Sinto o chão sumir de novo por ver a tristeza dele.
— Eu sei, meu amor... — respondo alisando a nuca dele e ele levanta o rosto me encarando — Ele fez isso pra te salvar.
— Ele vacilou feio, não tinha que ter feito esse bagulho. — falou, o olhar cheio de raiva. — Era pra ser eu estirado naquele c*****o lá, não ele.
— Ele largou a vida dele pra tu tá respirando agora, meu filho. Isso não é vacilo, isso é lealdade pura, é amor de verdade. — continuei, encarando ele. — E não é pra tu se afundar nessa culpa,não. É pra tu ser grato. Grato por ter tido alguém que te amou tanto a ponto de meter o peito na bala pra te salvar.
Ele desvia o olhar, os olhos cheios d’água, mas não deixa cair.
— Ele fez o que eu e o seu pai faria por você. Isso é amor.
Ele passa a língua pelos dentes e solta um riso sem humor.
— Amor só fode a gente, mãe. Olha onde eu tô.
— Fode mesmo, mas é quando a gente não sabe lidar com esse sentimento direito. — rebati na hora. — Tu passou a vida inteira se escondendo atrás dessa marra, achando que legal é bancar o durão e fingir que não sente nada por ninguém. Mas legal de verdade, meu filho, é encarar o que a gente sente de peito aberto. Sem medo de se permitir.. de ser feliz de verdade.
Ele respira fundo, o olhar preso no meu.
— Aproveita esse tempo, Iago… — falei baixinho. — Não é pra tu se martelar mais do que já fez a vida toda. É pra pensar, meu filho. Pra se enxergar de verdade. Pra descobrir quem tu é longe daquele morro, sem carregar nas costas o peso de ser filho do Terror, sem essa marra de durão que tu usa pra esconder o que sente. — balancei a cabeça devagar e ele abaixou a cabeça — Tu vive se punindo por coisa que nem é culpa tua. O Renan morreu pra te dar um recomeço, e se tu jogar isso no lixo, vai ser o mesmo que dizer que ele morreu em vão.
Ele balança a cabeça e seus olhos dizem tudo.
Os policiais se aproximam e o Flávio dá o toque.
— Já deu o tempo, Manuela.
Seguro o rosto do Iago com as duas mãos, chorando sem vergonha nenhuma. Beijo a sua testa, as bochechas, tudo que eu consigo tocar.
— Eu te amo, meu filho. — falo soluçando. — E eu vou te tirar daqui, custe o que custar.

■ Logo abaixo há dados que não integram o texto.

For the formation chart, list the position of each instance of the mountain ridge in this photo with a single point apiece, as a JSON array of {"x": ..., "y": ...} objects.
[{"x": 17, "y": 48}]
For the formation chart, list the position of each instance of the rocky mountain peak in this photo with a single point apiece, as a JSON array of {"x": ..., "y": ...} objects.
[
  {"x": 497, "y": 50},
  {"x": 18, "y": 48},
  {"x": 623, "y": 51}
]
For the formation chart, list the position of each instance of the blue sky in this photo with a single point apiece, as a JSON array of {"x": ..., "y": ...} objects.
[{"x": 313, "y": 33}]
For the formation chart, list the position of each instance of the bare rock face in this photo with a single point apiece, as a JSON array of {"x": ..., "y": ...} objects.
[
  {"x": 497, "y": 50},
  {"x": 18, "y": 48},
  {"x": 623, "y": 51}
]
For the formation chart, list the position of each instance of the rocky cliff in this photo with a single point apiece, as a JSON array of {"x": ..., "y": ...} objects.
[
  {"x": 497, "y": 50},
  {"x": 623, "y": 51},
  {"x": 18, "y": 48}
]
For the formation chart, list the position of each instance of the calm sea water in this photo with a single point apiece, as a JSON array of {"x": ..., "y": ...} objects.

Ele me olha, os olhos marejados, mas a voz firme:
— Também te amo, valeu.
Eles puxam ele, e eu fico parada, vendo meu filho sumir por aquela porta, algemado, levando junto com ele o meu coração.
Abraço o próprio corpo, o peito doendo num jeito que não dá pra explicar.
Não existe diferença... ele que tá preso.
Mas a minha dor é igualzinha a vinte anos atrás.